Nos últimos meses fomos bombardeados por uma quantidade incomum de ‘acidentes’, como terremotos e chuvas intensas. O mundo está tremendo, o calor abundante faz com que mais água evapore e, consequentemente, chova mais. Do Haiti ao Rio de Janeiro, e mesmo cidades mais próximas, a natureza parece revoltar-se conosco e voltar-se contra nós.

Não venho fazer apelos ambientais, tampouco profecias apocalípticas, embora sejam essas as primeiras abordagens dos que citam tais temas.

Toda essa confusão climática me conduz à outras pautas. Como, por exemplo, o modo com que invertemos o ‘pensar global, agir local’ para ‘pensar local, desde que o local seja só eu, e agir global, desde que me enriqueça’.

É claro que vemos campanhas pró Haiti, doações de mantimentos e roupas pros que perderam o pouco que possuíam para as chuvas e ventos. E parabenizo esse tipo de atitude.

Acontece que (por quê?) precisamos esperar que tragédias aconteçam para que aflore em nós a solidariedade, a justiça, a humildade? Uma simples questão de valores (afinal, nasce-se com eles ou é possível adquiri-los durante a vida?).

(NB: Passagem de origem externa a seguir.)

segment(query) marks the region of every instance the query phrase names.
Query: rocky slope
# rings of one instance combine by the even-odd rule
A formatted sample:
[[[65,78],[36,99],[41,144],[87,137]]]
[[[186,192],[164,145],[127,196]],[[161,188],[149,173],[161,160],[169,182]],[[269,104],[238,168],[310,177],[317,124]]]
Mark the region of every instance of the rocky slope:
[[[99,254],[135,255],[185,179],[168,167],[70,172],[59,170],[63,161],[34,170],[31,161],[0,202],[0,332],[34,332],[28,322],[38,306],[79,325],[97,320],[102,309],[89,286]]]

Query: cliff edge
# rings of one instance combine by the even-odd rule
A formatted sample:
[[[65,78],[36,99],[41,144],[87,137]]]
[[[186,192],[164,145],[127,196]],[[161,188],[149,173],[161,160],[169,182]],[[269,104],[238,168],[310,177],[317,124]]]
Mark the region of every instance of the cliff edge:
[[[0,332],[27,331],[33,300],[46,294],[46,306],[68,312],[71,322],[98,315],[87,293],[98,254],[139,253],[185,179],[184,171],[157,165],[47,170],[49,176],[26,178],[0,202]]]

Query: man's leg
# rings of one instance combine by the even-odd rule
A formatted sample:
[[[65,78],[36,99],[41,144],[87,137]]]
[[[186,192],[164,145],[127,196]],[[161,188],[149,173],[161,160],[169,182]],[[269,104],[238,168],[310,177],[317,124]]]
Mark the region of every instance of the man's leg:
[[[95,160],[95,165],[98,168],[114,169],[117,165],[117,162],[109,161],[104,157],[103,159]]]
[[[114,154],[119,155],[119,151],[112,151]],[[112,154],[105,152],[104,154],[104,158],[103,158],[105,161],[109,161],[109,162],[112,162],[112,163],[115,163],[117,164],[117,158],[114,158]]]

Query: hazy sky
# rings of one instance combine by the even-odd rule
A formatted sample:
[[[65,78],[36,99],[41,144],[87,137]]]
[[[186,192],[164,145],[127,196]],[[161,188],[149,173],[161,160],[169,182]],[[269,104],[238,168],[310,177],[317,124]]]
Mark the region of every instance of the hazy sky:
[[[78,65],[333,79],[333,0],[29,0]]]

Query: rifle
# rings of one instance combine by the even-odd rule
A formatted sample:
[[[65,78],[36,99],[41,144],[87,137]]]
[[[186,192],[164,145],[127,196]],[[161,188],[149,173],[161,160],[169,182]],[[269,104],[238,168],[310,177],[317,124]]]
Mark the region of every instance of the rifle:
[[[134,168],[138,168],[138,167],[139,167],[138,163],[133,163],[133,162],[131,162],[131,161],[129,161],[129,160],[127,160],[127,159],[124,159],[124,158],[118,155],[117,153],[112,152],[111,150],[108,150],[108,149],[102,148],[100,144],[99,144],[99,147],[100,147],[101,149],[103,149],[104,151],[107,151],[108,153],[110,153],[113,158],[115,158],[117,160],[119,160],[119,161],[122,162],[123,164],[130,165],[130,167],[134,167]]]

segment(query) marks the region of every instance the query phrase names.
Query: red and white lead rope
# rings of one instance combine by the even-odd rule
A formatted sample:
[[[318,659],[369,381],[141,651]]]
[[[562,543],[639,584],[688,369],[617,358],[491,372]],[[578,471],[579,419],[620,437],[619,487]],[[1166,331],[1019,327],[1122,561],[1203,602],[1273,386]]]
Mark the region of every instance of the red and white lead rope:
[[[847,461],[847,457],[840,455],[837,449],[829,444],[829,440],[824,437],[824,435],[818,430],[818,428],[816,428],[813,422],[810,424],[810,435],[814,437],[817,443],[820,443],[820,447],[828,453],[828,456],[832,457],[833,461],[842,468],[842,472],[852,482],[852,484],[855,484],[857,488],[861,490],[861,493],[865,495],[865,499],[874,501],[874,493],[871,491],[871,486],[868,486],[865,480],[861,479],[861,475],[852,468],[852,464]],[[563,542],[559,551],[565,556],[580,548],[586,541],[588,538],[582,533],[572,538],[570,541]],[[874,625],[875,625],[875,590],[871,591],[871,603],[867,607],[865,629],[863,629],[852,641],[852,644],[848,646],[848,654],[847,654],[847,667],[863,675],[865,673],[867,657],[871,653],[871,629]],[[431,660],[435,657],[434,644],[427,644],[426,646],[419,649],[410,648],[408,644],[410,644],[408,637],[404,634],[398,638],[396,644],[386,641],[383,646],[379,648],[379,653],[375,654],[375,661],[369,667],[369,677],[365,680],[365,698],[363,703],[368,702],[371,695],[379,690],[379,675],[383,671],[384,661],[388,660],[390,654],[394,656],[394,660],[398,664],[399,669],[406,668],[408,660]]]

É gostoso afirmar que determinado governante não providenciou melhorias antes das chuvas, mas remendos depois delas. E, como se não tivessemos nunca criticado essa ou outra omissão, agimos igual. Deixamos as coisas se agravarem primeiro. É igualmente omisso esperar que nos peçam comida para lembrar que há gente passando fome. É mesquinho, egoísta.

Apesar de já ter pensado nisso, semana passada tomei, como se diz, um tapa na cara ao ver-me agindo como se o mundo girasse em torno apenas de mim.

Atravessando a praça rumo à faculdade, em Salto, reclamei não muito discretamente a uma amiga sobre o frio que fazia naquela noite. Sim, eu vestia uma blusa de moletom, mas o vento gelado não calou minha boca e eu reclamei (mania humana, essa, de reclamar 'de barriga cheia'). No mesmo instante em que a última sílaba era pronunciada, virei o rosto, despretensiosamente, e vi um homem. Um mendigo, encolhido em seus farrapos, deitado ali mesmo, sobre um pedaço de papelão, com frio.

E se vergonha tivesse uma cor, provavelmente estaria coberta dela até agora.

Então, fico me perguntando - e ainda não encontrei resposta - sobre o que aconteceu com a humanidade - comigo, com vocês - a respeito de valores como esse. Afinal, quando somos nós os necessitados, queremos ajuda. Queremos carinho, atenção, empréstimos, conselhos...

Mas, já dizia Machado de Assis: “suporta-se com muita paciência a dor no fígado alheio".